Menurutnya, belanja perpajakan masih menjadi instrumen penting dalam menjaga momentum pemulihan ekonomi nasional. Insentif pajak tidak berdiri sendiri, melainkan berjalan beriringan dengan berbagai stimulus fiskal lain yang telah digelontorkan pemerintah, termasuk tambahan stimulus pada kuartal IV tahun lalu yang berlanjut hingga awal 2025.

Baca Juga  Defisit APBN 2025 Tembus Rp695,1 Triliun, Menkeu Ungkap Hal Ini

Purbaya mengakui bahwa dampak belanja perpajakan sulit diukur secara terpisah karena bersifat komplementer dengan kebijakan stimulus lainnya. Namun, ia menilai kombinasi kebijakan tersebut terbukti mampu menjaga aktivitas ekonomi tetap bergerak dan memperbaiki arah pertumbuhan.

Ia juga membandingkan kondisi ekonomi saat ini dengan periode Agustus hingga September sebelumnya, ketika risiko perlambatan ekonomi dinilai cukup tinggi. Berkat konsistensi kebijakan fiskal dan dukungan legislatif, arah perekonomian dinilai berhasil dibalik menuju kondisi yang lebih nyata dan stabil.

“Sinergi pemerintah dan DPR dalam menjaga stimulus ekonomi terbukti efektif mengarahkan kembali perekonomian ke jalur pertumbuhan,” katanya.

Sebagai informasi, pada tahun 2025 pemerintah menyalurkan belanja perpajakan sebesar Rp530,3 triliun yang difokuskan untuk menjaga daya beli masyarakat sekaligus meningkatkan daya saing pelaku usaha. Mayoritas insentif tersebut diberikan melalui skema Pajak Pertambahan Nilai (PPN) dan Pajak Penghasilan (PPh).

Rinciannya antara lain pembebasan PPN bahan makanan senilai Rp77,3 triliun, insentif sektor pendidikan Rp25,3 triliun, sektor transportasi Rp39,7 triliun, sektor kesehatan Rp15,1 triliun, serta dukungan untuk usaha mikro, kecil, dan menengah (UMKM) sebesar Rp96,4 triliun.

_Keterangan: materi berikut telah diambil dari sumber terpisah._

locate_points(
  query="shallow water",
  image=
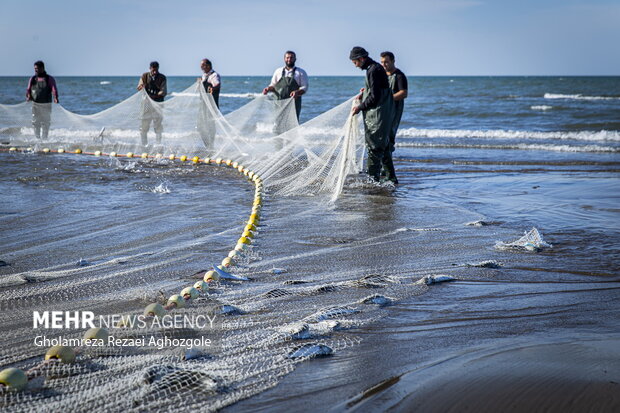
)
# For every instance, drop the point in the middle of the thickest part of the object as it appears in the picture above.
(147, 227)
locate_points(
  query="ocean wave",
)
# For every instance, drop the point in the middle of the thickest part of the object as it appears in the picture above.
(520, 146)
(602, 135)
(241, 95)
(184, 94)
(578, 97)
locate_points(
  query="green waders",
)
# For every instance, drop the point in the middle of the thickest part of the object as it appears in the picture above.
(377, 125)
(285, 86)
(388, 165)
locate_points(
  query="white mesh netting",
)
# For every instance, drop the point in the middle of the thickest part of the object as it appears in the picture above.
(253, 349)
(263, 135)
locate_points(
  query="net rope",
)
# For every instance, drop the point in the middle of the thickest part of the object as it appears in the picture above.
(264, 135)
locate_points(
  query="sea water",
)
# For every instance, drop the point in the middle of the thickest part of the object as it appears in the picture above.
(513, 152)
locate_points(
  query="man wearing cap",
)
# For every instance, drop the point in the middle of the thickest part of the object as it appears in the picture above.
(41, 89)
(155, 86)
(289, 81)
(377, 107)
(399, 87)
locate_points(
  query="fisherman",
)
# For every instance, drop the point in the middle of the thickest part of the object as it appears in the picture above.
(398, 85)
(212, 84)
(377, 107)
(155, 86)
(289, 81)
(211, 80)
(41, 88)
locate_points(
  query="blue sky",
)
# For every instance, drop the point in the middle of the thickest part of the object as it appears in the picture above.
(244, 37)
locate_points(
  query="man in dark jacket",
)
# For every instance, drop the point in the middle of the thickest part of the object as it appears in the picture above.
(155, 86)
(41, 88)
(400, 90)
(377, 107)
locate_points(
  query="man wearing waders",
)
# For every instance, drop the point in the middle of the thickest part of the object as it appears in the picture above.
(377, 107)
(399, 87)
(212, 84)
(154, 84)
(41, 87)
(289, 81)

Baca Juga  Resmi Gaji di Bawah Rp10 Juta Bebas Pajak, Ini Daftar Pekerja Penerima Insentif

Selain itu, pemerintah juga menyalurkan insentif berupa tax holiday dan tax allowance untuk mendorong investasi dengan total nilai mencapai Rp7,1 triliun.

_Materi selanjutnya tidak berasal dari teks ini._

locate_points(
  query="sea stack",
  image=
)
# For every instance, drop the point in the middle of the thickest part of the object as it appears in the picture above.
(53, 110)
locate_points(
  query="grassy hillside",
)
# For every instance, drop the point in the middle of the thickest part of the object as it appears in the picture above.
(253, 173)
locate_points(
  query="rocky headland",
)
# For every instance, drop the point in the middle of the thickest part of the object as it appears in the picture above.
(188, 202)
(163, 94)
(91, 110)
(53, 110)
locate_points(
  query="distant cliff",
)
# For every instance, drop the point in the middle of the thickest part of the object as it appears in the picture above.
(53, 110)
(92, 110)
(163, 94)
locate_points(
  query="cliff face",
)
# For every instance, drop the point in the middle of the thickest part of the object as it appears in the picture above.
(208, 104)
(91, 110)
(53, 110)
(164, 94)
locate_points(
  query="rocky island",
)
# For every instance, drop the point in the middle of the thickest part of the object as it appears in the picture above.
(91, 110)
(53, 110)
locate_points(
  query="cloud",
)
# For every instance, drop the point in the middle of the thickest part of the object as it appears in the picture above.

Dari sisi penerima manfaat, Kementerian Keuangan mencatat bahwa kelompok rumah tangga menjadi penerima terbesar belanja perpajakan, yakni 55,2 persen atau sekitar Rp292,7 triliun. Selanjutnya disusul UMKM sebesar 18,2 persen senilai Rp96,4 triliun, sektor iklim investasi 15,9 persen atau Rp84,3 triliun, serta dunia usaha sebesar 10,7 persen dengan nilai Rp56,9 triliun.

Ke depan, pemerintah menegaskan akan terus memantau efektivitas belanja perpajakan sebagai bagian dari strategi menjaga ketahanan ekonomi nasional di tengah dinamika global yang masih penuh ketidakpastian.